The experience seems to have turned Adams into a believer in the value of needle exchanges.

Syringe exchanges aren’t pretty. They make people uncomfortable. But the opioid epidemic is far uglier,” he wrote this month in a state Health Department press release titled, “Indiana Syringe Programs Save Lives, Money.”

According to Adams’ statement, eight Indiana counties now have needle exchanges, with a total of 2,800 participants. All of them have disease-testing access.

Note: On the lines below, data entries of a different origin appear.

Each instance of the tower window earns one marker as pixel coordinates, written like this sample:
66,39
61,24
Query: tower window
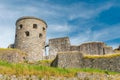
40,35
43,29
35,26
27,33
20,26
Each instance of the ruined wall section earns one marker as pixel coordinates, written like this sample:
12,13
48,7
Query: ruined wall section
78,60
31,37
108,50
58,45
92,48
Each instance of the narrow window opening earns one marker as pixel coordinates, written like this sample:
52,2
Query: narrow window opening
43,29
27,33
40,35
20,26
35,26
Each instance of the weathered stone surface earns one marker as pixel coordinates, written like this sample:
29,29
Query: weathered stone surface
63,44
58,45
77,60
30,37
80,76
68,60
12,55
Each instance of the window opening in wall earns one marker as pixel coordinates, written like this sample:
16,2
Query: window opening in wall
40,35
35,26
20,26
27,33
43,29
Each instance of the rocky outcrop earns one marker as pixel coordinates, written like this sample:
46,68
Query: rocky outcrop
78,60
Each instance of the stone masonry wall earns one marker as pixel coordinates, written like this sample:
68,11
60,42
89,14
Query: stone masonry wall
31,37
92,48
78,60
58,45
12,55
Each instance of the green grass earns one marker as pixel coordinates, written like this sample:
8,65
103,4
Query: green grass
28,69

Adams’ statement also highlighted important public health facts about needle exchanges. The exchanges don’t increase drug use, and participants are five times more likely to get substance-use disorder treatment than those who don’t, he pointed out.

“No matter how uncomfortable syringe service programs make us, they are proven to save lives, both by preventing the spread of diseases like HIV and hepatitis C and by connecting people to treatment that can put them on a path to recovery,” he wrote.

Adams also noted that addiction is a medical condition, not a choice. “We must also acknowledge that addiction is a chronic disease that changes the brain, not a moral failure.”

Murthy, the previous surgeon general, authored a 400-page report, “Facing Addiction in America,” that hit on the same themes.

“For far too long people have thought about addiction as a character flaw or a moral failing,” Murthy told HuffPost in November. “Addiction is a chronic disease of the brain and it’s one that we have to treat the way we would any other chronic illness: with skill, with compassion and with urgency.”

Adams did not immediately respond to request for comment.